Configuration specific dependencies break cargo tree

[abrisco]

Problem

Running cargo tree on the following yaml now fails in Nightly releases of Cargo

[package]
name = "target_cfg_features"
version = "0.1.0"
edition = "2018"

# Required to satisfy cargo but no `lib.rs` is expected to
# exist within test data.
[lib]
path = "lib.rs"

[dependencies]
tokio = "1.25.0"

[target.'cfg(unix)'.dependencies.tokio]
features = ["fs"]

Stable

target_cfg_features v0.1.0 (/target_cfg_features)
└── tokio v1.25.0
    └── pin-project-lite v0.2.9
    [build-dependencies]
    └── autocfg v1.1.0

Nightly

error: failed to parse manifest at `/target_cfg_features/Cargo.toml`

Caused by:
  dependency (tokio) specified without providing a local path, Git repository, version, or workspace dependency to use

Steps

Use Cargo.toml from above and run cargo tree

Possible Solution(s)

No response

Notes

No response

Version

cargo 1.78.0 (54d8815d0 2024-03-26)
cargo 1.80.0-nightly (6087566b3 2024-04-30)

[weihanglo]

It was a bug we fixed recently in #13775. The bug has been there for a long while. Now Cargo disallows dependencies without any source, to avoid confusion.

dependency (tokio) specified without providing a local path, Git repository, version, or workspace dependency to use

To fix this, follow the instruction and specify a version, or any other kind of dependency. Like

[target.'cfg(unix)'.dependencies.tokio]
features = ["fs"]
version = "1.25.0"

[abrisco]

Is there a way to refer to the same version defined in [dependencies] directly?

[abrisco]

And what was the behavior before? It certainly seems like the behavior was to inherit the version from [dependencies]. It seems like the intent of #13775 was to fix

[dependencies]
tokio = {}

not prohibit the example in the original post. I think I lack some context to comprehend everything in the original post though.

[weihanglo]

Is there a way to refer to the same version defined in [dependencies] directly?

If you have a Cargo workspace, [workspace.dependencies] is made for that.

It certainly seems like the behavior was to inherit the version from [dependencies]

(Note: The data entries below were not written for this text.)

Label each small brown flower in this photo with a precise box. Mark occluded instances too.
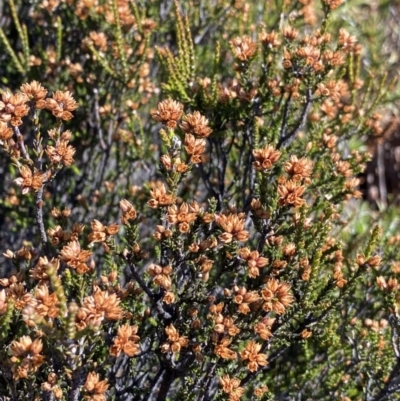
[76,287,124,330]
[147,182,175,209]
[88,220,119,242]
[180,111,212,138]
[163,291,175,305]
[45,91,78,121]
[0,92,29,127]
[46,141,76,166]
[278,180,306,207]
[151,99,183,129]
[119,199,137,225]
[284,155,313,184]
[254,317,275,341]
[20,81,47,109]
[323,0,345,10]
[282,25,299,41]
[185,134,206,164]
[261,278,294,315]
[0,290,8,316]
[253,385,269,397]
[14,166,49,195]
[258,30,281,49]
[229,35,258,61]
[253,145,281,171]
[214,337,237,360]
[34,285,60,319]
[0,121,13,141]
[10,336,45,380]
[110,323,140,357]
[84,372,109,401]
[161,323,189,354]
[240,341,268,372]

No it was not. If you remove the entire [dependencies] table from you example, and build with older Cargo, you will get the latest tokio as well. It was a bug that wrongly set version = "*" for every dependency that has no source kind. To prove it, run this command in you example project and check if the version req of tokio is *.

cargo metadata | jq '.packages[] | select(.name=="target_cfg_features")'

[abrisco]

Is there a way to refer to the same version defined in [dependencies] directly?

If you have a Cargo workspace, [workspace.dependencies] is made for that.

It certainly seems like the behavior was to inherit the version from [dependencies]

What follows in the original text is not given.